He moves in and out of wordplay: vowels (“A E I O U and sometimes Y”), “the eyes do not lie,” and jokes about there being “no I in leader.” He fixates on eyes, eye contact, and “evil eyes” as symbols of power, objectification, and paranoia. He repeatedly warns, in a mock-authoritarian tone, not to look leaders in the eye and riffs on the idea that followers must keep their gaze down, blending dark humor and anxiety about hierarchy.
Leadership, power, and cruelty are recurring themes. He invents a dark “leader kit” (knife, lye, alcohol, air horn) and imagines grotesque, exaggerated punishments (cutting out eyes, castrating, removing tongues or eardrums, chopping off fingers) framed as satire of authoritarian control, trauma bonding, and historical atrocities. He references Nazis, eugenics in early-20th-century America, slavery, “buck breaking,” and the way regimes force subordinates to share guilt so they can’t later claim innocence. These references are treated as grim comedic material, not as endorsements.
The monologue wanders through U.S. politics and media: Trump, welfare checks, stimulus payments, “buying votes,” Republicans vs. Democrats, police hierarchies, unions, and “deep state” conspiracies. He jokes about populism, cults of personality, and how both parties bribe and flatter voters instead of demanding responsibility. He frames Democrats and Republicans as two versions of manipulation, linking them to historic leaders, war decisions, and oil politics. He touches on Iraq, Ukraine, and realpolitik, speculating about motives behind wars and peace deals, and worries about drones, surveillance, and future repression.
He repeatedly returns to crime, cops, and violence: traffic stops, police pay, special units, UAV strikes, cartel or smuggling scenarios, and the idea of “falling on the sword” for a leader. He mixes in wrestling references (Raven and his “flock”), TV and movie characters, and historical figures (Hitler, Göring, Lenin, slave masters) as shorthand symbols in his riffs on obedience and cruelty. He also mentions scandals around P. Diddy and Epstein and pop-culture memes.
The tone jumps between self-mockery, anger, exhaustion, and gallows humor. He calls himself lazy and incompetent, scolds himself for not editing videos or cleaning his camera lens, and frames these walks as forced creativity drills: he complains that he has “no ideas” yet must keep talking. He keeps asking “and then what?” as a way to push the monologue forward, often filling silence with repetitions, humming, nonsense syllables, or free association when nothing else comes to mind.
Throughout the walk he describes what he sees: cars, dogs, murals, Christmas lights, smart cars, helicopters, restaurants, stickers, storefronts, a car wash sign, a copy and fax shop, an inflatable “baby on top of the world,” downtown holiday decorations, and a “Patriot Front / Reclaim America” sticker he reads as some kind of right-wing branding.
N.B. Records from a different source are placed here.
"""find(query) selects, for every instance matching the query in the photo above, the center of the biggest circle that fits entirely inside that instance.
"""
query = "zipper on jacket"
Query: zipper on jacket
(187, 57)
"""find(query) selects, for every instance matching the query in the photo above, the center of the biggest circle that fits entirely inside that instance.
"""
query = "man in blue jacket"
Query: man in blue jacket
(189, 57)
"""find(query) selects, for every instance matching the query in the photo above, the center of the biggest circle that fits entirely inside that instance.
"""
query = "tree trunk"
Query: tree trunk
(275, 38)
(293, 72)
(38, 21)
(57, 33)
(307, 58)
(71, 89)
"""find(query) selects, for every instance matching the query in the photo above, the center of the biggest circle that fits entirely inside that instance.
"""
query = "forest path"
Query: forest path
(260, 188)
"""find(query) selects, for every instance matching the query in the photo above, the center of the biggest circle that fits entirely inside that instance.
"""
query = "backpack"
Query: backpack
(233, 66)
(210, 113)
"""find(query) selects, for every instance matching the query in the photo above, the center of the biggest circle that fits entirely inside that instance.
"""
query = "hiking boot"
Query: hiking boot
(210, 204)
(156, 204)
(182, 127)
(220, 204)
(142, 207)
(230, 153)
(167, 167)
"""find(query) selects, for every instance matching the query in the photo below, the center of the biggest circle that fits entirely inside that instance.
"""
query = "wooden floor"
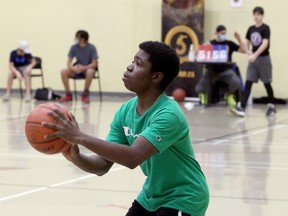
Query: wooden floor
(245, 161)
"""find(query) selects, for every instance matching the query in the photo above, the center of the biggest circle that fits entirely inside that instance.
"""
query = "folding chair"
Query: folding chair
(96, 76)
(37, 71)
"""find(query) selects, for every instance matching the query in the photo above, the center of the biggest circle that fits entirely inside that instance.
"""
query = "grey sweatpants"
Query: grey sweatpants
(229, 77)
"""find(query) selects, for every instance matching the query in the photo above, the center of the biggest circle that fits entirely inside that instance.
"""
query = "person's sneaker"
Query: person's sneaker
(85, 98)
(27, 98)
(230, 100)
(271, 110)
(203, 98)
(66, 98)
(6, 97)
(238, 110)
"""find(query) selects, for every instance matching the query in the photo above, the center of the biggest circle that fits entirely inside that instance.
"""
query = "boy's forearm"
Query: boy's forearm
(117, 153)
(93, 164)
(262, 48)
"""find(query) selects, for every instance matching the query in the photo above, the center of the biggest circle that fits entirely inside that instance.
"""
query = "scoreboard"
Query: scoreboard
(211, 53)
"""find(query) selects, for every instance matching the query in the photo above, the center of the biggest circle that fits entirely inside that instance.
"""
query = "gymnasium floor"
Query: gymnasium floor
(245, 162)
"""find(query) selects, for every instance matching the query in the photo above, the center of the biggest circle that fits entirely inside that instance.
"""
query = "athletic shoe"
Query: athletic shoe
(85, 98)
(6, 97)
(271, 110)
(67, 98)
(27, 98)
(238, 110)
(230, 100)
(203, 98)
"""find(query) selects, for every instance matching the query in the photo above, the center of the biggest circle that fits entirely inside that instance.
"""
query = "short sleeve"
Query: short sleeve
(163, 131)
(266, 33)
(116, 133)
(248, 34)
(11, 59)
(29, 58)
(71, 53)
(233, 46)
(94, 53)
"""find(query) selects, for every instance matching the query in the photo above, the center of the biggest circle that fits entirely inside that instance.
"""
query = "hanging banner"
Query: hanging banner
(183, 26)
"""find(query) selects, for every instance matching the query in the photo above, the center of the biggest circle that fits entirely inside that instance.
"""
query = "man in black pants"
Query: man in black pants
(259, 66)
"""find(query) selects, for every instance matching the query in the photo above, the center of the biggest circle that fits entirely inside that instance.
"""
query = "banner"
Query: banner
(183, 26)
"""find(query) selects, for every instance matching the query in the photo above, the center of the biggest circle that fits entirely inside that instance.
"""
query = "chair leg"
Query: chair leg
(42, 79)
(20, 88)
(100, 91)
(75, 90)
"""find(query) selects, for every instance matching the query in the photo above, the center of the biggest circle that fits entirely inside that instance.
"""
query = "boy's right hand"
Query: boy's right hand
(71, 153)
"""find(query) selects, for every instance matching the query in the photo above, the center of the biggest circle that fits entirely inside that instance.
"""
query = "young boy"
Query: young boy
(149, 130)
(222, 71)
(86, 57)
(20, 66)
(259, 66)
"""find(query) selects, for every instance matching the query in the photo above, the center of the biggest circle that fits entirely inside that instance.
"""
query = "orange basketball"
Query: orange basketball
(35, 132)
(179, 94)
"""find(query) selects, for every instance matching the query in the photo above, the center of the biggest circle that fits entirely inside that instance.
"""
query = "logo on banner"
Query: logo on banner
(180, 38)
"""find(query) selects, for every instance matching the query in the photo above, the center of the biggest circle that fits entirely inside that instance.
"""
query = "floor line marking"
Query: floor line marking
(54, 185)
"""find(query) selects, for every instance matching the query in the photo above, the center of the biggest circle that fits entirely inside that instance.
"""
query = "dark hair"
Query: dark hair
(220, 28)
(82, 35)
(259, 10)
(163, 59)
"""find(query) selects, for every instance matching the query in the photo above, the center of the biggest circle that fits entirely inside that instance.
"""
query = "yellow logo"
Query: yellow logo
(180, 38)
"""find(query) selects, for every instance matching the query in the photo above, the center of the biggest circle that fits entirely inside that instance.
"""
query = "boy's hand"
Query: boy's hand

These become springboards for side jokes about capitalism, restaurants going out of business, marketing, and how much of life feels like copy-pasted filler.
He muses about drugs (coffee, alcohol, weed, cocaine, meth, ether) mostly as dark jokes about craving stimulation or escape, mixing in references to Manson’s control tactics and commentary on conditioning and addiction. He also reflects on jobs and customer-service norms, saying he expects work to be miserable and is suspicious of people who seem happy in their jobs, contrasting his desire for omniscience and omnipotence with the ordinariness of wage labor.
As the hours pass—four hours of walking—he notes the time repeatedly, circles back to earlier bits (slaves fearing bondage more than masters, Hitler/Argentina submarine riff, Trump stimulus, eye-based metaphors, the leader kit), and acknowledges the repetition. He ends by saying the whole thing “wasn’t that good, but good enough,” congratulating himself sarcastically for the effort and closing the monologue with a weary shrug.